But what was before that moment inside the baby’s head according to Pixar? Nothing. Blackness. Darkness. It was empty. There was a baby body without feelings, emotions, thoughts, awareness — not fully human. In other words, before that moment there was no authentic human experience to worry about. Of course this is entirely false scientifically as well as biblically. Ultrasound technology show us babies bouncing and kicking, sucking their thumbs, and studies suggest that babies hear and recognize sounds as early as 16 weeks gestation, specifically responding to the sounds of the father’s and mother’s voices.





But biblically, the Word is even more clear: “I will praise You, for I am fearfully and wonderfully made; marvelous are Your works, and that my soul knows very well. My frame was not hidden from You, when I was made in secret, and skillfully wrought in the lowest parts of the earth. Your eyes saw my substance, being yet unformed. And in Your book they all were written, the days fashioned for me, when as yet there were none of them.” (Ps. 139:14-16)





Ultimately, the value of a human life is not found in our appreciation or welcome of that human life, or even in the feelings or awareness of the human being. The value of human life rests in God’s appreciation and welcome of that particular life. His eyes see our substance, our being, who and what we are even before we are formed. He has written all our days. He is our author. And He has written all of our stories, even those with severe deformities, chromosomal disorders, and those conceived by acts of sin. What — will you tell the Author of the universe that He cannot write the story He wants to write?

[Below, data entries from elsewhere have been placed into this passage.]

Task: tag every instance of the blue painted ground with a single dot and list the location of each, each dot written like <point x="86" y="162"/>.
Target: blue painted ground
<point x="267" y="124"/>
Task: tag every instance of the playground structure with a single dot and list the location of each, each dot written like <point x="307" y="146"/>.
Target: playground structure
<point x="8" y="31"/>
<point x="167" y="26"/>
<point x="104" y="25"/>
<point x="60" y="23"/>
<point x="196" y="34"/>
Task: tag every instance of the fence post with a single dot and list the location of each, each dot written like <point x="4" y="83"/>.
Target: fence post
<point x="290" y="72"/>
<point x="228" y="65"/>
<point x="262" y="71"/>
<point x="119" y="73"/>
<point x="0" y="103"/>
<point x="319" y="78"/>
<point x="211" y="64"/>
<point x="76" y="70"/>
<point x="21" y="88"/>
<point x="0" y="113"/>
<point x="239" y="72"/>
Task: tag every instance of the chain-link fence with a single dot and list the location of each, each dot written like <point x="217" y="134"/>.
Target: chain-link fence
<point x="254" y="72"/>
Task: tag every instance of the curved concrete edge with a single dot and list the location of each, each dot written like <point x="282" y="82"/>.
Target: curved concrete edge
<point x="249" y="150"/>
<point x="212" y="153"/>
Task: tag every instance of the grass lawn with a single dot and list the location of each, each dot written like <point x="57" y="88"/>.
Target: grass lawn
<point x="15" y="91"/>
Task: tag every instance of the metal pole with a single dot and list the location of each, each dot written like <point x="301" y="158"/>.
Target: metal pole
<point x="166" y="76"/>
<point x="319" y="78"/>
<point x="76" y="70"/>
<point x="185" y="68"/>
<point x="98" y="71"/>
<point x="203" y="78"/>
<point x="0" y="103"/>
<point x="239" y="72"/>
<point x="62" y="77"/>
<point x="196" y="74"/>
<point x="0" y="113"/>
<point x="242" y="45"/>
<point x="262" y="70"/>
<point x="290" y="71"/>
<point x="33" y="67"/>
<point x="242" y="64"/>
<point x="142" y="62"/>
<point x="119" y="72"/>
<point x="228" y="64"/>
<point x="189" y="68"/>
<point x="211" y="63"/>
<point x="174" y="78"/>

Eleven years ago, doctors told my wife and me that our (other) daughter would likely be born with severe disabilities, deformities, and disorders. We were shown ultrasounds that suggested all of these things. We were asked to abort her multiple times. Seasoned pediatric specialists looked at us with incredulity and disgust when we said that abortion was not an option. Today, our daughter is perfectly healthy. She is a beautiful fifth grader. She’s beginning gymnastics this week. And my point is not that all the stories are this easy or fun. My point is that we simply do not know the story that God can tell. And it is a monstrosity to try to grab God’s pen to write our own stories. We inevitably lie and destroy and kill when we do. But even the hardest stories God writes are some of the most beautiful.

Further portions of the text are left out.